Travel Warning & Consular Information Sheet for Uganda

Uganda - Consular Information Sheet
March 16, 2001

COUNTRY DESCRIPTION: Uganda is a developing east African nation. Infrastructure is adequate in Kampala, the capital, but it is limited in other areas.

ENTRY REQUIREMENTS: A passport and visa are required. U.S. citizens can obtain a visa either at the Embassy of the Republic of Uganda in Washington, D.C. or at Entebbe Airport, near Kampala. Further information may be obtained from the Embassy of the Republic of Uganda, 5909 16th Street, N.W., Washington, D.C. 20011; telephone (202) 726-7100; web site: http://www.Ugandaweb.com/ugaembassy; e-mail: ugembassy@aol.com. Information may also be obtained at the Ugandan Permanent Mission to the United Nations, telephone (212) 949-0110. Overseas inquiries may be made at the nearest Ugandan embassy or consulate.

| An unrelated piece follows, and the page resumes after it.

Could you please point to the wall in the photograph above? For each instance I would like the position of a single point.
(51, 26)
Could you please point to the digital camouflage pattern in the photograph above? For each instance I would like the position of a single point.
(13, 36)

SAFETY AND SECURITY: U.S. citizens living in or planning to visit Uganda should be aware of threats to their safety from insurgent groups, originating both within and outside of Uganda, particularly in northern and western Uganda. They have at times specifically targeted U.S. citizens. These groups have engaged in murder, armed attacks, kidnapping and the placement of land mines. Incidents occur at random with little or no warning. Ongoing hostilities between the government of the Democratic Republic of Congo (DRC) and rebels in that country could prompt military attacks in Uganda, which has troops in the DRC. Numerous incidents of banditry and armed robbery have occurred in the northern and western districts of Uganda.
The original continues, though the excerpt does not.